While some of its peers in the pharma sector are starting to recover from a wave of patent expiries on former blockbusters, Pfizer is still feeling the impact and reported lower sales and earnings in the third quarter.

The drugmaker reported net income down 19% to $2.59 billion - shy of consensus analyst estimates - on revenues down 2 per cent to $12.6 billion.

Turnover was held back by the continued impact of generic competition to cholesterol drug Lipitor (atorvastatin) and also the end of a co-promotion arrangement for Boehringer Ingelheim's chronic obstructive pulmonary disease (COPD) treatment Spiriva (tiotropium) in some markets, said chief financial officer Frank D'Amelio.
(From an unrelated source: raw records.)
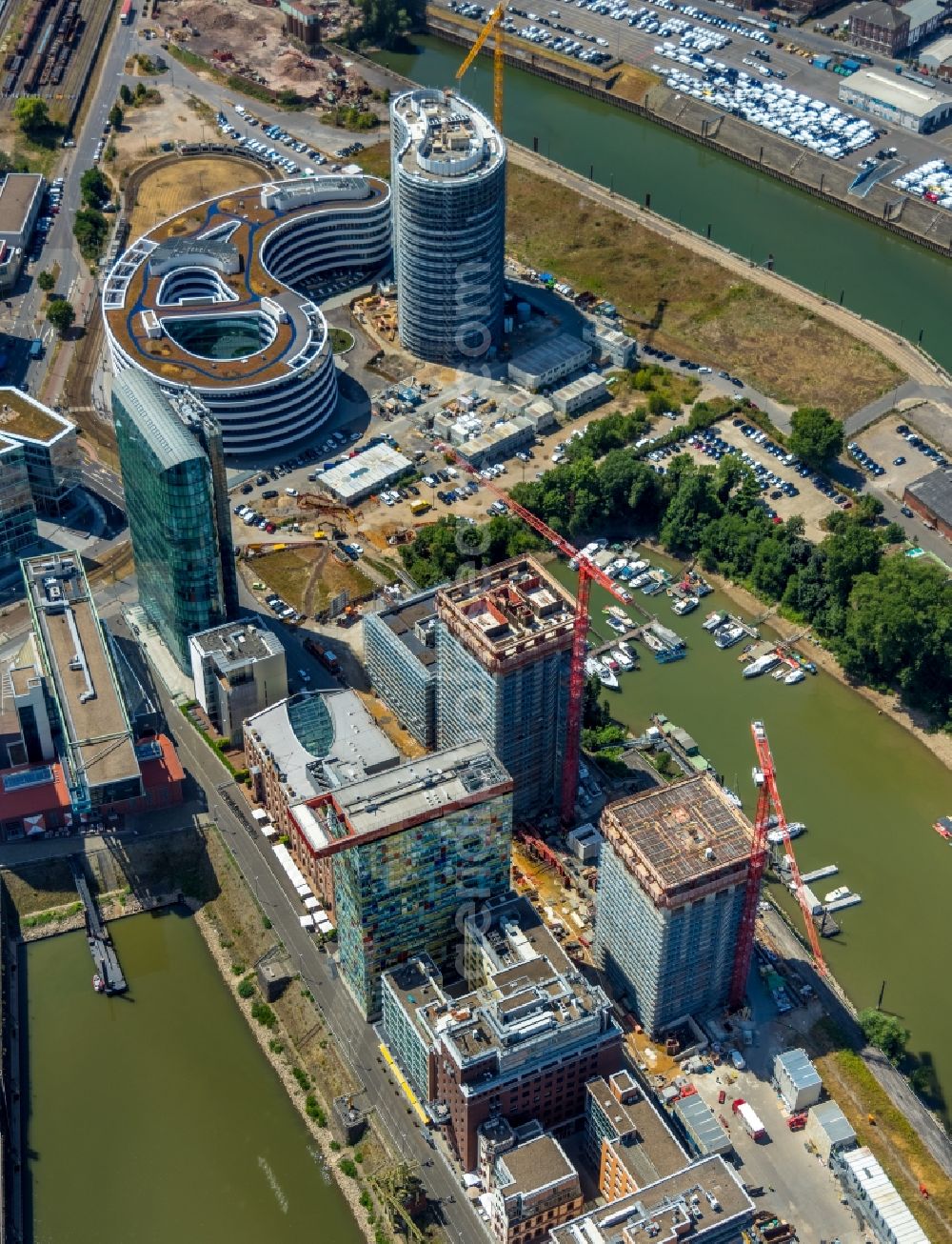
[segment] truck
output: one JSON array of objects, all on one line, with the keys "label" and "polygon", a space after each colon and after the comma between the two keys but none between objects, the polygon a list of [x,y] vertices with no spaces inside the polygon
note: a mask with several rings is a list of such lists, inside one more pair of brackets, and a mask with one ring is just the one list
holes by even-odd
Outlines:
[{"label": "truck", "polygon": [[761,1122],[757,1111],[743,1097],[738,1097],[737,1101],[731,1103],[731,1110],[743,1123],[744,1131],[751,1137],[752,1141],[766,1141],[767,1128]]},{"label": "truck", "polygon": [[304,652],[309,652],[312,657],[316,657],[324,669],[328,669],[332,674],[338,673],[341,669],[341,662],[337,659],[337,656],[318,639],[304,639]]}]

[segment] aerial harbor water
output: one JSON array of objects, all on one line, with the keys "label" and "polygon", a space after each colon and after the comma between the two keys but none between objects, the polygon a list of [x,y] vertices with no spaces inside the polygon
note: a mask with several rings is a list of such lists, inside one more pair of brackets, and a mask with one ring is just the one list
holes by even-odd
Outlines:
[{"label": "aerial harbor water", "polygon": [[111,931],[129,978],[116,998],[93,993],[82,933],[25,952],[29,1238],[358,1244],[194,919],[175,909]]},{"label": "aerial harbor water", "polygon": [[[424,86],[455,81],[465,52],[415,37],[409,53],[375,60]],[[464,92],[492,111],[491,60],[474,65]],[[808,289],[896,330],[952,366],[952,265],[915,243],[671,133],[650,121],[506,68],[506,134],[651,207]]]},{"label": "aerial harbor water", "polygon": [[[674,567],[657,554],[645,556]],[[574,587],[568,566],[552,569]],[[659,664],[644,644],[635,644],[640,668],[619,675],[618,692],[605,692],[613,715],[636,734],[651,713],[684,726],[743,799],[748,815],[756,804],[751,722],[764,722],[784,812],[807,825],[795,842],[800,867],[839,865],[835,882],[819,883],[820,892],[844,883],[863,896],[859,907],[836,913],[843,933],[823,942],[830,968],[858,1008],[875,1006],[886,982],[884,1008],[911,1029],[909,1049],[935,1061],[948,1092],[952,995],[942,980],[952,851],[932,830],[952,806],[948,771],[911,734],[828,674],[795,687],[769,677],[742,678],[742,646],[721,651],[702,629],[708,612],[737,612],[720,592],[680,618],[667,596],[638,593],[638,600],[687,641],[687,657]],[[611,636],[602,612],[608,603],[615,602],[593,585],[593,626],[605,638]],[[769,628],[761,633],[771,637]],[[785,906],[799,922],[795,904]]]}]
On the plus side, Pfizer's oncology portfolio put in a good performance with a 26% hike in revenues led by lung cancer drug Xalkori (crizotinib), with sales up 92% to $73 million, and Inlyta (axitinib) for kidney cancer which leaped forward 186% to $83 million.

Meanwhile, Xeljanz (tofacitinib) for arthritis continued to roll out, adding $35 million to the pot despite being rejected for approval in Europe earlier this year. Chief executive Ian Read said the firm was pleased with the launch in the US and other markets with a 53% growth in prescription volume over the second quarter.

Phase III trials of the drug in psoriasis, psoriatic arthritis and ulcerative colitis are also ongoing with results due in 2014 and 2015, he added.

"Our recently launched products are progressing at a measured and steady pace," said D'Amelio, although he pointed out that Pfizer is also facing the end of its co-promotion deal with Amgen's Enbrel (etanercept) in the US and Canada within 36 months from November 1, after which its current high-margin sales will be replaced by a royalty stream.

"These royalty payments will be much less than our current level of Enbrel profits," he noted. Enbrel contributed $932 million in sales outside North America, up 6% year-on-year.

There were also good performances for some established brands such as arthritis treatment Celebrex (celecoxib) which climbed 11% to $752 million in the quarter, as well as Pfizer's biggest-selling product Lyrica (pregabalin) for epilepsy, fibromyalgia and neuropathic pain, which was up 10% to $1.14 billion.

Meanwhile, Pfizer confirmed that from next year it will start reporting separate accounts for its generic medicines or 'value' unit, suggesting it may be following through on plans to spin out the business.

The company trimmed $1 billion of the the upper end of its revenue range forecasts for 2013, saying it now expects sales of S50.8 billion to $51.8 billion and earnings per share of $2.15-$2.20.